Enbridge (TSX:ENB) is a giant in the Canadian and U.S. energy infrastructure sector. The company moves nearly a third of the oil produced in the two countries and roughly 20% of the natural gas that is used in the United States. The large oil pipeline operations remain the biggest drivers of revenue, but growth opportunities in the segment are limited due to government and public opposition to the construction of new large projects.

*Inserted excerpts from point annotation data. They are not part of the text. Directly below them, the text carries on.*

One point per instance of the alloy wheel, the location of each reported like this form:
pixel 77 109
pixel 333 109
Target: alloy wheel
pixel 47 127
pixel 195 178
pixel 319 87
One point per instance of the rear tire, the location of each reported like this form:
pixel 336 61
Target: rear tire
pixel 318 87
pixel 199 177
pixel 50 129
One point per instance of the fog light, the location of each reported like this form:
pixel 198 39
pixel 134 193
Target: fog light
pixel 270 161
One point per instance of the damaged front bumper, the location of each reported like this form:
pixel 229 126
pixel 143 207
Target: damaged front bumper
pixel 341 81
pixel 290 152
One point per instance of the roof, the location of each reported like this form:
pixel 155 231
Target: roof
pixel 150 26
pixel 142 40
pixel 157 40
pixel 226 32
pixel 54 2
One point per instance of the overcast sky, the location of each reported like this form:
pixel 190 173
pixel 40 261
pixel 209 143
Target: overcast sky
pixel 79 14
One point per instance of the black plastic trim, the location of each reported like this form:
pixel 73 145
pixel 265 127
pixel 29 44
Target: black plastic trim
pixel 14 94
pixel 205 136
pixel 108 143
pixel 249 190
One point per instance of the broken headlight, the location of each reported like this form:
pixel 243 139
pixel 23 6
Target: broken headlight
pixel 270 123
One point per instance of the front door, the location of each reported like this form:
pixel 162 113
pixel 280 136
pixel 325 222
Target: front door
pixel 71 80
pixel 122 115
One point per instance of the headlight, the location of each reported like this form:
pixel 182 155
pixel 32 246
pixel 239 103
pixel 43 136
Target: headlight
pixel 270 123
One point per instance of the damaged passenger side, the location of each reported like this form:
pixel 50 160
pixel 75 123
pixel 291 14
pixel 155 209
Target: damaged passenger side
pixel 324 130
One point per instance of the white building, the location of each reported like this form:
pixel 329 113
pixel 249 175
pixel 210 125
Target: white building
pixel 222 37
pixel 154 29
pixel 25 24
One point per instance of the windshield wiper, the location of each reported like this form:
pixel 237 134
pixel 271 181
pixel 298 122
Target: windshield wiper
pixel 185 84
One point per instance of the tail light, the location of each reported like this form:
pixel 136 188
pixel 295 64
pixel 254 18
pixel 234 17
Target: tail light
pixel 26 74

As such, Enbridge is focusing its capital programs on natural gas infrastructure and renewable energy, along with export facilities. Enbridge purchased an oil export terminal in Texas last year for US$3 billion. The company recently announced a deal to take a 30% stake in the $5.1 billion Woodfibre liquified natural gas (LNG) facility being built in British Columbia. In addition, Enbridge is extending its natural gas networks and continues to build out its utility businesses.
International demand for North American oil and natural gas is on the rise due to the war in Ukraine. Sanctions against Russia are forcing Europe and buyers in Asia to seek out reliable long-term supplies from Canada and the United States. This trend bodes well for Enbridge in the coming years.
The stock provides a 6.4% dividend yield at the time of writing. Investors should see dividends grow by 3-5% annually over the medium term, supported by the $17 billion capital program and any additional acquisitions.
Suncor (TSX:SU) used to be the darling of the Canadian energy patch due to its integrated business structure that includes oil production, refining, and retail operations. Unfortunately, the plunge in fuel demand in the early months of the pandemic hit all three divisions and Suncor cut its dividend by 55%. This upset investors who had relied on the stability of the payout for years, and the market still isn’t giving Suncor stock much love, even after a series of dividend increase over the past year that have the payout now at a new historical high.
Suncor’s current quarterly dividend of $0.52 per share provides an annualized yield of 4.4% at the time of writing. West Texas Intermediate oil is now below US$80 per barrel compared to US$120 earlier this year. Additional volatility should be expected in the coming months, but analysts and industry executives say there is limited scope for meaningful output increases due to a lack of investment over the past two years. As demand continues to recover, many pundits say prices could move back above US$100 per barrel.
Is one a better buy today?
Enbridge is likely the safer bet due to the nature of its revenue stream. Movements in oil and natural gas prices have limited direct impact on revenue. The volumes of the commodities moved across the pipeline networks determine cash flow. Suncor, however, probably offers better upside potential in the event oil prices are destined to remain high for several years.
Investors seeking passive income should probably consider Enbridge for the first choice. Oil bulls who can handle more volatility and are seeking total returns might want to buy Suncor while it still remains out of favour.